问题
I have one strange problem. I have following piece of code:
template<clss index, class policy>
inline int CBase<index,policy>::func(const A& test_in, int* srcPtr ,int* dstPtr)
{
int width = test_in.width();
int height = test_in.height();
double d = 0.0; //here is the problem
for(int y = 0; y < height; y++)
{
//Pointer initializations
//multiplication involving y
//ex: int z = someBigNumber*y + someOtherBigNumber;
for(int x = 0; x < width; x++)
{
//multiplication involving x
//ex: int z = someBigNumber*x + someOtherBigNumber;
if(soemCondition)
{
// floating point calculations
}
*dstPtr++ = array[*srcPtr++];
}
}
}
The inner loop gets executed nearly 200,000 times and the entire function takes 100 ms for completion. ( profiled using AQTimer)
I found an unused variable double d = 0.0;
outside the outer loop and removed the same. After this change, suddenly the method is taking 500ms for the same number of executions. ( 5 times slower).
This behavior is reproducible in different machines with different processor types. (Core2, dualcore processors).
I am using VC6 compiler with optimization level O2
.
Follwing are the other compiler options used :
-MD -O2 -Z7 -GR -GX -G5 -X -GF -EHa
I suspected compiler optimizations and removed the compiler optimization /O2
. After that function became normal and it is taking 100ms as old code.
Could anyone throw some light on this strange behavior?
Why compiler optimization should slow down performance when I remove unused variable ?
Note: The assembly code (before and after the change) looked same.
回答1:
If the assembly code looks the same before and after the change the error is somehow connected to how you time the function.
回答2:
VC6 is buggy as hell. It is known to generate incorrect code in several cases, and its optimizer isn't all that advanced either. The compiler is over a decade old, and hasn't even been supported for many years.
So really, the answer is "you're using a buggy compiler. Expect buggy behavior, especially when optimizations are enabled."
I don't suppose upgrading to a modern compiler (or simply testing the code on one) is an option?
Obviously, the generated assembly can not be the same, or there would be no performance difference.

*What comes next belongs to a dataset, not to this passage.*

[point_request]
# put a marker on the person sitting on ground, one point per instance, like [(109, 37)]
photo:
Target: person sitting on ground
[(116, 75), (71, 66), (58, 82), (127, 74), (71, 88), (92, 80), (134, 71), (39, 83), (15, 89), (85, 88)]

The only question is where the difference lies. And with a buggy compiler, it may well be some completely unrelated part of the code that suddenly gets compiled differently and breaks. Most likely though, the assembly code generated for this function is not the same, and the differences are just so subtle you didn't notice them.
回答3:
Declare width
and height
as const {unsigned} ints. {The unsigned should be used since heights and widths are never negative.}
const int width = test_in.width();
const int height = test_in.height();
This helps the compiler with optimizing. With the values as const
, it can place them in the code or in registers, knowing that they won't change. Also, it relieves the compiler of having to guess whether the variables are changing or not.
I suggest printing out the assembly code of the versions with the unused double
and without. This will give you an insight into the compiler's thought process.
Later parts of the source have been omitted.